Pole vaulting team participation leaps

Annie Forsman

“Being turned upside down and flying up, and then falling down feels very cool,” senior Jackson Cooney said.

Currently, Redwood’s pole vaulting team has ten participants. Three of the team members have pole vaulted before, while the rest are freshmen who are new to the sport.

According to Cooney, the sudden spark of popularity is presumably due to the presence of new pole vaulting coach Karin Fisher.

“I think it is really daunting to try to do [pole vaulting] if you have nobody to tell you what to do,” Fisher said.

Freshman pole vaulter Shauna Ewry said that what sets pole vaulting apart from other sports is the thrill and danger felt when launching oneself into the air with a 12-foot pole.

“You learn how to put all your weight and trust in it, so it feels like you’re swinging on a monkey bar, but it is sideways,” Ewry said.

PoleVaultRaw
Freshman Shauna Ewry practices pole vaulting during an afternoon practice.

Fisher, a 2007 Redwood graduate, will be coaching for a short portion of the track and field season. She spent two years of her pole vaulting career without a coach, and understands how much of a difference she can make to the new athletes.

“It is a really challenging sport,” Fisher said. “There are a ton of different parts of the vault, and it is really hard to get them right if you do not have the basics down. I am trying to leave them with drills that they can do and basic stuff on the pit.”

Four year pole vaulter, Cooney, leads the team, holding his MCAL title as second best in Marin, with a personal record of 13’ 4”.  He believes part of his success comes from his dedication to the Marin Youth Track Club, where he is continuously practicing and improving upon his pole vaulting records.

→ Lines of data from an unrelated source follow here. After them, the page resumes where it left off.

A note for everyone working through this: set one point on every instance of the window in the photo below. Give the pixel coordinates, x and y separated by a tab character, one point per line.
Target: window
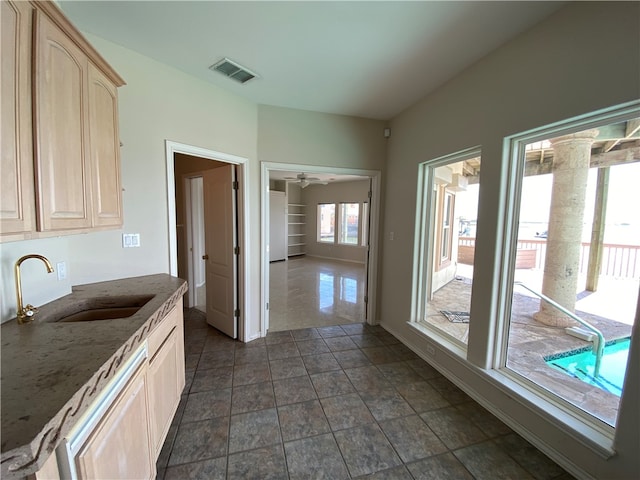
346	228
447	216
349	223
574	262
326	222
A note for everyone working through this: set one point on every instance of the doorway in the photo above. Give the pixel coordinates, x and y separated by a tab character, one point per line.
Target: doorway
369	231
220	179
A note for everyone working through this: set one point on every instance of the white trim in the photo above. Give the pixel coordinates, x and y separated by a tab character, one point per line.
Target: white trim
244	232
514	154
424	240
374	212
546	412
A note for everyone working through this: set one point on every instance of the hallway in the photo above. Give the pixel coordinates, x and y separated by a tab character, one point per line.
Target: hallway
334	402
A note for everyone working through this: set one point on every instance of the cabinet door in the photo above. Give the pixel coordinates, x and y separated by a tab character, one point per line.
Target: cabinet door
105	150
120	447
164	390
60	109
17	203
165	375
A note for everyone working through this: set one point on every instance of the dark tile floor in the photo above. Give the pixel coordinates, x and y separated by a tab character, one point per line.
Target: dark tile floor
330	403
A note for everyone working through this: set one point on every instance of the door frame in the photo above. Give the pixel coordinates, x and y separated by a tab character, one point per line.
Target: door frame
244	288
188	226
374	220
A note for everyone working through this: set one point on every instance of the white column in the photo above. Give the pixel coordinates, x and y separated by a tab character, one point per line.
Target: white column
571	156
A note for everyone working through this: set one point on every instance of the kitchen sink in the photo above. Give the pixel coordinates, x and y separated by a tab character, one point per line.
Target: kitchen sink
103	308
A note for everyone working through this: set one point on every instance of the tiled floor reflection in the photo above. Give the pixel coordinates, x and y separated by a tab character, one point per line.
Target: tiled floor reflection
310	292
333	403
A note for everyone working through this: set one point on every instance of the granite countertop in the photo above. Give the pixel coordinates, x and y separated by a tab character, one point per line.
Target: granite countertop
51	372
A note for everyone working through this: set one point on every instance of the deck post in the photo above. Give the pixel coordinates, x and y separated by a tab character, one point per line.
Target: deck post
597	230
571	157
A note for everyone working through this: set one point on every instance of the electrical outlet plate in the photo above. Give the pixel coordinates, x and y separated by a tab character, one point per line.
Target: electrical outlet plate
130	240
61	270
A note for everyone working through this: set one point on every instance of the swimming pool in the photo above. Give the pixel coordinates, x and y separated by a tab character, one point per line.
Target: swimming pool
580	364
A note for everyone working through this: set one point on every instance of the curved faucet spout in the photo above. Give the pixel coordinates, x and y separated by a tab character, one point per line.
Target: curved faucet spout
26	314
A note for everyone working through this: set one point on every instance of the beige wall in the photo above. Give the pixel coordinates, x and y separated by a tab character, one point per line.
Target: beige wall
320	139
158	103
552	72
333	193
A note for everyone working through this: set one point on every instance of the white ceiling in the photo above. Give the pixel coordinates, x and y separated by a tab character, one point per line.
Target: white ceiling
369	59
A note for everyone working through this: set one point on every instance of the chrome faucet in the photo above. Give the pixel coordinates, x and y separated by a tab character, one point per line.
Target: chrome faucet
25	314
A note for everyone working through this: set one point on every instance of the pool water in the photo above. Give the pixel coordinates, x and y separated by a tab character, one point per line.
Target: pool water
581	365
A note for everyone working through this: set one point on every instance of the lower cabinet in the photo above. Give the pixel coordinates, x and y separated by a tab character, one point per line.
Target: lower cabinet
119	446
122	434
165	376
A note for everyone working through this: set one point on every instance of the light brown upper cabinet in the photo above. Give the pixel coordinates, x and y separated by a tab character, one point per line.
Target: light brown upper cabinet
75	160
17	206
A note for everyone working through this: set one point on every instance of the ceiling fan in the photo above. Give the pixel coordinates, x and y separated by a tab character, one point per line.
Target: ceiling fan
303	181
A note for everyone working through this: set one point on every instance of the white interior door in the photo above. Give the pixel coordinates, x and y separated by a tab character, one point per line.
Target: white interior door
196	244
220	242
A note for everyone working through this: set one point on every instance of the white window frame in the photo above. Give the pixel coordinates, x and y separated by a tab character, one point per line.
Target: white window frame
515	148
319	224
339	217
425	246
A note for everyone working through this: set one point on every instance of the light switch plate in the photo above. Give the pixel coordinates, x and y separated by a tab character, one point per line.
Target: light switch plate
61	270
130	240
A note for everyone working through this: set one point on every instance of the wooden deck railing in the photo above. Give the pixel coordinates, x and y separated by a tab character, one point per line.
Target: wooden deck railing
618	261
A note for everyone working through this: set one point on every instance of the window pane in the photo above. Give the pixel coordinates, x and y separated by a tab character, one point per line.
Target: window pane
326	222
451	203
349	220
578	245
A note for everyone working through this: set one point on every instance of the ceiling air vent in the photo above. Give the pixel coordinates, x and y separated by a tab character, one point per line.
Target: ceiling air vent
232	70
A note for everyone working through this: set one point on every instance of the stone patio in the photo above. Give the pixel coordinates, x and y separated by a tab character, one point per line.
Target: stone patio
530	342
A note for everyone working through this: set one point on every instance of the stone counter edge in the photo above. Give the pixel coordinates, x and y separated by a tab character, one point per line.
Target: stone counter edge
28	459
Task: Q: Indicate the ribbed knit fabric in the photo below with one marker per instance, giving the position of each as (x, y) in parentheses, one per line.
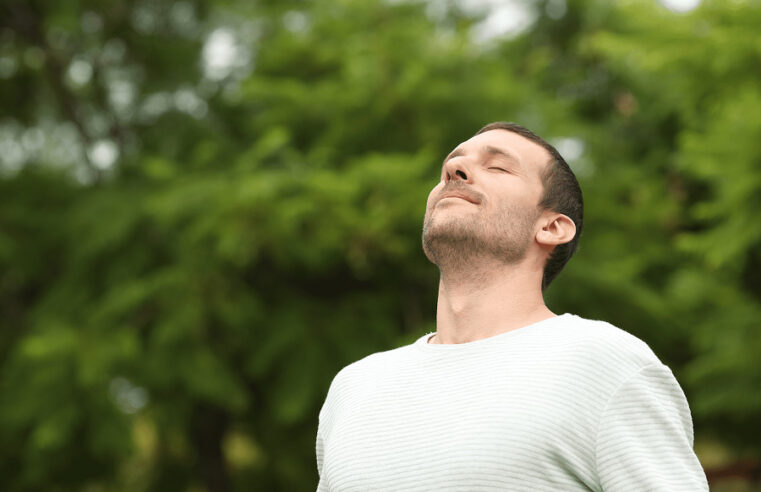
(563, 404)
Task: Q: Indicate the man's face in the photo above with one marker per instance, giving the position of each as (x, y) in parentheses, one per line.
(487, 200)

According to Cooney, the hardest part about pole vaulting is that everything– including the swing, take off, and plant– takes place in a matter of seconds.

“It is pretty hard. You have to have the speed on the runway and strength to get inverted and swing off the ground,” Cooney said.

Cooney will unofficially take over Karin’s role as coach when she leaves to study in Europe next month.

“It is nice to have a coach that is advocating for me to pole vault and helps me with my technique. So in that way it is really great to have a specific pole vaulting coach and also for the new people,” Cooney said.

Fisher believes that Cooney has a lot of potential and will carry that to Claremont McKenna College, where he will continue pole vaulting.

“It is a pretty mental sport, I mean you can be physically incredibly talented and not jump very high, just because you’re scared.” Fisher said. “Even professional vaulters go through periods where they cannot even take off the ground just because they started thinking about it.”

Cooney believes that the sudden attention to the sport is due to the fact that the 20-year world record has recently been broken. The new world record was set by French pole vaulter Renaud Lavillenie at 6.16 meters (a little over 20 feet) in the Ukraine on Feb. 15.

The pole vaulting team’s first track and field meet is at home on March 20 against rivals Justin-Siena and San Marin.